A crise climática saiu do seu cantinho nos editoriais de ciência e meio ambiente, conquistou espaço nas principais manchetes e lá deve ficar por um bom tempo. Tem notícia (tipicamente ruim) para todos os gostos: aos que se interessam por dados, novos recordes de séries históricas, como a semana mais quente já registrada na Terra; para os que são sensíveis às questões sociais, projeções sinistras sobre a escala do sofrimento humano associado à crise; até para aqueles que só falam a língua dos mercados, números assombrosos da conta que o mundo terá de pagar. A realidade escancara a gravidade e a urgência da crise.
Nesse cenário, não basta que a ação climática seja rápida. É imperativo que seja também efetiva. Afinal, se estamos correndo contra o tempo ao tentar assegurar condições menos calamitosas para a vida no planeta, não faz nenhum sentido gastar recursos com esforços que não funcionam. Ainda mais quando se trata de recursos sabidamente escassos –dinheiro, trabalho qualificado, capital político e, claro, o próprio tempo.

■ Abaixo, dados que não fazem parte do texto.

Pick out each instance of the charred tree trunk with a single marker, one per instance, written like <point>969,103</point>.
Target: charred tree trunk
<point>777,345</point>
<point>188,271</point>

A afirmação pode até ser óbvia, mas carrega uma implicação crucial: precisamos saber o que de fato funciona e usar essa informação para decidir como alocar os recursos para potencializar seu impacto. Em linguagem mais elegante: precisamos de ação climática baseada em evidência. Pode soar fácil, mas não é.
Determinar a efetividade de uma ação (um programa, uma política, um projeto filantrópico) exige método e rigor técnico. Primeiro, é preciso deixar claro qual é o objetivo pretendido: proteger vegetação nativa ou gerar emprego e renda para populações locais? Claro que um mesmo esforço pode ter diversos objetivos, não raro complementares. Mas é essencial tê-los bem definidos, a fim de que possamos avaliar a efetividade da ação para o cumprimento de cada um.
Uma vez claros os objetivos, temos de entender os mecanismos por meio dos quais a ação potencialmente alcança seu objetivo. Idealmente, queremos saber não apenas se algo funcionou, mas também porque funcionou ou deixou de funcionar. Precisamos, portanto, de indicadores e métricas que tornem tanto os objetivos quanto os mecanismos de uma ação visíveis, quantificáveis, passíveis de acompanhamento. Às vezes, esses indicadores e métricas já existem, às vezes precisam ser construídos do zero.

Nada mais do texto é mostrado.